Just back from the jazz and news starved shores of Bouvet to find Humph
dead. Bestrode the British scene like a colossus. He was always there. As
musician, broadcaster and critic, always part of my jazz life. Surreptitious
listening to the always late, late night BBC jazz programmes on a trannie
under the bed covers. My first ever jazz gig, 1962 or 63, a Humph at a
desolate and near deserted London suburban cinema. The 'mainstream' band,
hopelessly uncommercial in the dog days of the trad boom. At its peak, 'The
Best Of Jazz' radio programme was just that, seamless excellence from a wide
spectrum of our music, catholic, never mean. Always kept the best band
available, subsidised, I imagine, by his more popular alta egos. Explored
the music, never sitting back comfy in re-creation.

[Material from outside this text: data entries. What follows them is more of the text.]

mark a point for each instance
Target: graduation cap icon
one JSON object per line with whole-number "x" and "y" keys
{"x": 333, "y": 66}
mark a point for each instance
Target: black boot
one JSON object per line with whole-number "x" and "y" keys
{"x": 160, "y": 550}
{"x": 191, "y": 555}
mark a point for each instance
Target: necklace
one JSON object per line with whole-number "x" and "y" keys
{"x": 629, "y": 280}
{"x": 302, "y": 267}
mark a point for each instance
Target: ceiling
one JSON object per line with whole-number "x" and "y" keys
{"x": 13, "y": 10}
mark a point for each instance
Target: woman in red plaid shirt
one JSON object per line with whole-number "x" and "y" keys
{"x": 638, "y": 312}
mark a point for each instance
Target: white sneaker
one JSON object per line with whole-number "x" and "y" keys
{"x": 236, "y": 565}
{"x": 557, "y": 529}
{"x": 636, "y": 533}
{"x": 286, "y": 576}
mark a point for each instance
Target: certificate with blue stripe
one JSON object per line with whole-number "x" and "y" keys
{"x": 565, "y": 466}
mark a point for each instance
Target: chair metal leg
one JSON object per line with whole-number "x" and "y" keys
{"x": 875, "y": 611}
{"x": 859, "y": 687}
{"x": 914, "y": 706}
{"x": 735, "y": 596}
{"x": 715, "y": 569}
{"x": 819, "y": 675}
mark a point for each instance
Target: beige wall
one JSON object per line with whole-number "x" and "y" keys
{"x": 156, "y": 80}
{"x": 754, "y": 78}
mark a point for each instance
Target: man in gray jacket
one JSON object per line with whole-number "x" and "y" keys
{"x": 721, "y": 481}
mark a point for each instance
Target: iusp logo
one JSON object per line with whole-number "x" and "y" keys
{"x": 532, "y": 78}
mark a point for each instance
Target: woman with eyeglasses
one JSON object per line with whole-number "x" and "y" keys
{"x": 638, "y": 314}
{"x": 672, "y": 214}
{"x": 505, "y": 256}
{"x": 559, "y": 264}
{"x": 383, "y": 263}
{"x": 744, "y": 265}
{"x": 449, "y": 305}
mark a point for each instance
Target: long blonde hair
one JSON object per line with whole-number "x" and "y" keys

Also a very fine critic although sadly not enough. Indeed ' The Best Of
Jazz' essential. A fine writer, as also the autobiographical works attest.
Strange to read the fine obit in the Guardian by the pre-deceased Melly
whose good-time attitude to the music might, at first glance, seem the
antithesis of Humph.
I have lots in my collection from the very earliest sides but I turned to my
very last Humph for a testament. The 1992 session with Acker Bilk which
shows him at his finest, in a relaxed environment, playing timeless and
eclectic jazz based on the tradition.